Abstract:
We present our research activities in Systems Biology that 
use the supercomputer system at Human Genome Center of 
University of Tokyo (75 TFLOPS currently, and 225 TFLOPS from 
January 2011). We developed a series of computational methods 
based on Bayesian network with nonparametric regression and 
state space model combined with dimension reduction 
techniques for computing large gene networks from 
transcriptome data.  These computational methods for 
computing gene networks were applied to drug target pathway 
search and analysis. For a given drug, we took time-course 
gene expression data for the drug responses. We also made a 
set of gene expression data obtained by knock-downs of 
several hundreds of carefully selected genes (one knock-down 
for each microarray measurement). From these data, we 
computed Bayesian networks of 1000 genes by intensively using 
the supercomputer system. We show how we could explore these 
computed networks for analyzing dynamic features of the 
networks and for searching drug target genes and hubs in the 
networks.  The dynamic model based on state space model is 
also used for investigating the systems behaviors responding 
an anti-cancer drug and we predicted differentially 
regulated genes that were proven very powerful to prediction 
of survival in lung cancer.  In parallel, we developed a 
software tool Cell Illustrator (CI) which aims at analyzing 
and simulating complex dynamic causal interactions and 
processes such as metabolic pathways, signal transduction 
cascades, gene regulations. We have been developing an XML 
format Cell System Markup Language CSML 
(http://www.csml.org/) for describing biological systems 
with dynamics and ontology (Cell System Ontology). In 2008 
we released a Java web start software Cell Illustrator Online 
4.0 (CIO 4.0) (http://cionline.hgc.jp/) combined with CSML 
databases including TRANSPATH that has more sophisticated 
GUI functions such as automatic pathway layout algorithms 
using ontology information. Furthermore, we developed a 
supercomputer based computational method for automatic 
parameter estimation of dynamic models by using a technology 
called “data assimilation” which "blends" simulation 
models and observational data "rationally". This technology 
will be a strong computational strategy with which we can 
estimate personalized models from general biological models 
by using individual measurement data.


Bio:
Satoru Miyano, Ph.D., is a Professor of Human Genome Center, 
Institute of Medical Science, The University of Tokyo. He 
received the B.S., M.S. and Ph.D. all in Mathematics from 
Kyushu University, Japan, in 1977, 1979 and 1984, 
respectively.  Prior to joining the center in 1996, he held 
tenure professor positions at Kyushu University (1979-1984, 
Assistant Professor; 1987-1993, Associate Professor; 
1993-1996, Professor).  He was also an Alexander von 
Humboldt Research Fellow at the University of Paderborn, 
Germany from 1985 to 1987.  He served as Director of Research 
Institute of Information Science at Kyushu University from 
1994 to 1996 and Vice Director of Institute of Medical Science 
at the University of Tokyo from 2000 and 2003 and then from 
2004 to 2006.  He is a former president of Japanese Society 
for Bioinformatics (2003-2004), a past board of director of 
the International Society for Computational Biology 
(2004-2006), and a past (2003-2004) and current (2009-) 
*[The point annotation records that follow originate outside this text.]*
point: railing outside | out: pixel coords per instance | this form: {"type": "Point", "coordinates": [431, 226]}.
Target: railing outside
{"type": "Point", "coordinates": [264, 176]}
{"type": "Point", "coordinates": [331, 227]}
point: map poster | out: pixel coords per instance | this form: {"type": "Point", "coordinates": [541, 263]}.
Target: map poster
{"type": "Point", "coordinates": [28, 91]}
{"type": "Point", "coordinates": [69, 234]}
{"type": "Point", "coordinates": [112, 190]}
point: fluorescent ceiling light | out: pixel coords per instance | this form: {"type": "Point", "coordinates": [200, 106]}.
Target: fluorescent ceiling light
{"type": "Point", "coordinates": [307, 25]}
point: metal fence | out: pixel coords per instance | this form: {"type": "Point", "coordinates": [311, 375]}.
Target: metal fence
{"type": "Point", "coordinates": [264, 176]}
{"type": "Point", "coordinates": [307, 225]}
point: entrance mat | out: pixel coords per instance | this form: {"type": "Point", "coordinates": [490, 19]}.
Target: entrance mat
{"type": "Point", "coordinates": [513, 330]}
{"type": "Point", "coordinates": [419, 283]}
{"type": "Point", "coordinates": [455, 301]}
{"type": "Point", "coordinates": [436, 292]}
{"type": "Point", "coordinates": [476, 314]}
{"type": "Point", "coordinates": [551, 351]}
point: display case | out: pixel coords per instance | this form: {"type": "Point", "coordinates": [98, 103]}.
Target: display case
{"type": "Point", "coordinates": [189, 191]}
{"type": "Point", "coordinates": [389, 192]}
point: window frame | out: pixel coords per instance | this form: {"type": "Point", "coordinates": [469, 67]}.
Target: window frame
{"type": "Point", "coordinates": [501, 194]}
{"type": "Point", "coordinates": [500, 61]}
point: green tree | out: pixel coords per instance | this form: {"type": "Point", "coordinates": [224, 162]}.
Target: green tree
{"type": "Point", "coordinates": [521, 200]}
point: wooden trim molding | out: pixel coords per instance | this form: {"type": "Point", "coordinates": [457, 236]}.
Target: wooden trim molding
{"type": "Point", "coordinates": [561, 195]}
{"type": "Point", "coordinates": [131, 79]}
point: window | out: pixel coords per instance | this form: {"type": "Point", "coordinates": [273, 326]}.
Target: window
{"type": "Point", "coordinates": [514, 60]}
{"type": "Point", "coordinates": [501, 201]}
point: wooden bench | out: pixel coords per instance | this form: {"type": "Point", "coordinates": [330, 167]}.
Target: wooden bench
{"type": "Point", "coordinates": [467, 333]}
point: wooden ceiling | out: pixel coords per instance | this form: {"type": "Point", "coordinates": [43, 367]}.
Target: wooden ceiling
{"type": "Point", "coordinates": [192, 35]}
president of Association of Asian Society for Bioinformatics 
(2003-2004).
Dr. Miyano is an author of more than one hundred peer-reviewed 
journal and conference articles.  He holds an editorial 
position in ten journals: Bioinformatics (Oxford University 
Press), Journal of Bioinformatics and Computational Biology 
(World Scientific), PLoS Computational Biology, Genome 
Informatics (Editor-in-Chief; Universal Academy Press), 
Lecture Notes in Bioinformatics (Springer-Verlag), IEEE/ACM 
Transactions on Computational Biology and Bioinformatics, 
Theoretical Computer Science (Elsevier), New Generation 
Computing, Annual Review of Intelligent Informatics, and 
Bulletin of Informatics.  He is the recipient of IBM Science 
Award in 1994 and of Sakai Special Award in 1994.
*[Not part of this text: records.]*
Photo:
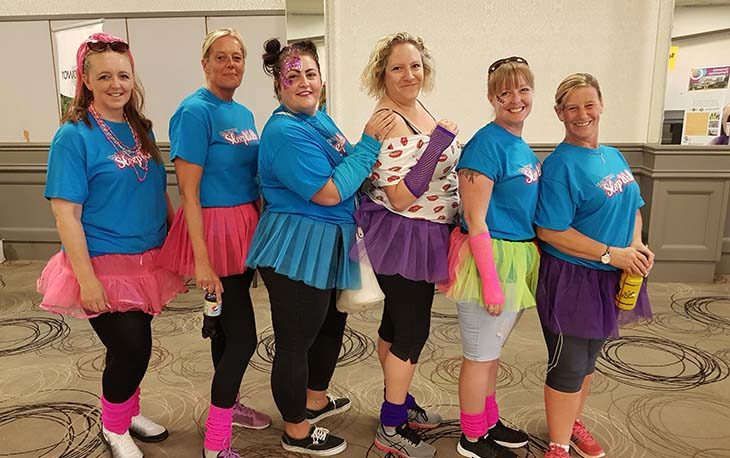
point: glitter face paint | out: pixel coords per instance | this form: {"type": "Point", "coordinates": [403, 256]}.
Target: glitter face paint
{"type": "Point", "coordinates": [290, 63]}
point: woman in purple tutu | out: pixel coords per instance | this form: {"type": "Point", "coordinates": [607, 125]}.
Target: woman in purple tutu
{"type": "Point", "coordinates": [106, 184]}
{"type": "Point", "coordinates": [405, 218]}
{"type": "Point", "coordinates": [589, 224]}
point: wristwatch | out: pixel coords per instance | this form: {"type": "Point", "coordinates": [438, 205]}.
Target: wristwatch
{"type": "Point", "coordinates": [606, 257]}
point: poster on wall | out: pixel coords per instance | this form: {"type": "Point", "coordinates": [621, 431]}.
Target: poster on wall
{"type": "Point", "coordinates": [67, 40]}
{"type": "Point", "coordinates": [708, 91]}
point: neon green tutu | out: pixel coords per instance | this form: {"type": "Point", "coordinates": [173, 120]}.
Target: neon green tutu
{"type": "Point", "coordinates": [517, 263]}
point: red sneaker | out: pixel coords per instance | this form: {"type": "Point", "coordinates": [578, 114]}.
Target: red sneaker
{"type": "Point", "coordinates": [584, 443]}
{"type": "Point", "coordinates": [556, 451]}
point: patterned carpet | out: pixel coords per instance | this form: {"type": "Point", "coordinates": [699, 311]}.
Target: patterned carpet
{"type": "Point", "coordinates": [661, 390]}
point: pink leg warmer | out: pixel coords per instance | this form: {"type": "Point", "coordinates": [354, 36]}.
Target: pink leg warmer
{"type": "Point", "coordinates": [218, 428]}
{"type": "Point", "coordinates": [117, 417]}
{"type": "Point", "coordinates": [474, 425]}
{"type": "Point", "coordinates": [135, 405]}
{"type": "Point", "coordinates": [492, 410]}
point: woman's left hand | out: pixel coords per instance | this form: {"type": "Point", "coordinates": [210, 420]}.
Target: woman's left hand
{"type": "Point", "coordinates": [494, 309]}
{"type": "Point", "coordinates": [644, 249]}
{"type": "Point", "coordinates": [448, 125]}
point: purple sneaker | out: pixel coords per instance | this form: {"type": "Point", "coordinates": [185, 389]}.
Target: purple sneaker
{"type": "Point", "coordinates": [249, 418]}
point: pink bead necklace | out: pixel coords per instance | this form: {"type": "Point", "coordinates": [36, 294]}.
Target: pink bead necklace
{"type": "Point", "coordinates": [132, 157]}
Dr. Miyano's research mission is to create computational 
strategy for systems biology and medicine towards 
translational bioinformatics. His activities are 
characterized by (i) development of a series of computational 
methods for mining gene networks from DNA microarry gene 
expression data and various genome-wide information, (ii) 
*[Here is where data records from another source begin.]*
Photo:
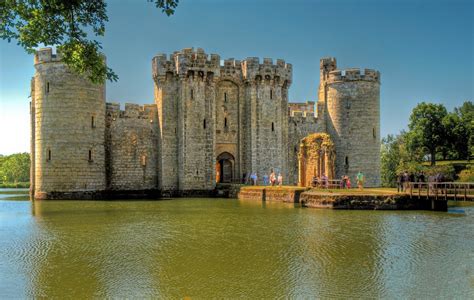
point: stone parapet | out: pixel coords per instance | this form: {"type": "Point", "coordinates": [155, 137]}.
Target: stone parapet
{"type": "Point", "coordinates": [353, 75]}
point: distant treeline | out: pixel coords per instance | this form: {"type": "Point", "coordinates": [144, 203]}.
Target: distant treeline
{"type": "Point", "coordinates": [433, 134]}
{"type": "Point", "coordinates": [15, 170]}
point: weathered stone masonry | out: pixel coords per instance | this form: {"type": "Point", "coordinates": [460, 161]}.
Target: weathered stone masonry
{"type": "Point", "coordinates": [210, 121]}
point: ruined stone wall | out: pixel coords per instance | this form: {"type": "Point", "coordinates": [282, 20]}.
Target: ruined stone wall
{"type": "Point", "coordinates": [69, 127]}
{"type": "Point", "coordinates": [353, 122]}
{"type": "Point", "coordinates": [131, 147]}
development of a software tool Cell Illustrator (CI) 
(http://cionline.hgc.jp/) with which we can model and 
simulate various biological mechanisms and pathways in cells 
by organizing and compiling biological data and knowledge, 
and an XML format Cell System Markup Language (CSML) 
(http://www.csml.org/) for describing biological systems 
with dynamics and Cell System Ontology (CSO), (iii) peta 
flops computing for inferring molecular networks of tens of 
thousands nodes and a new statistical and computational 
method called "data assimilation" that "blends" simulation 
models and observational data rationally.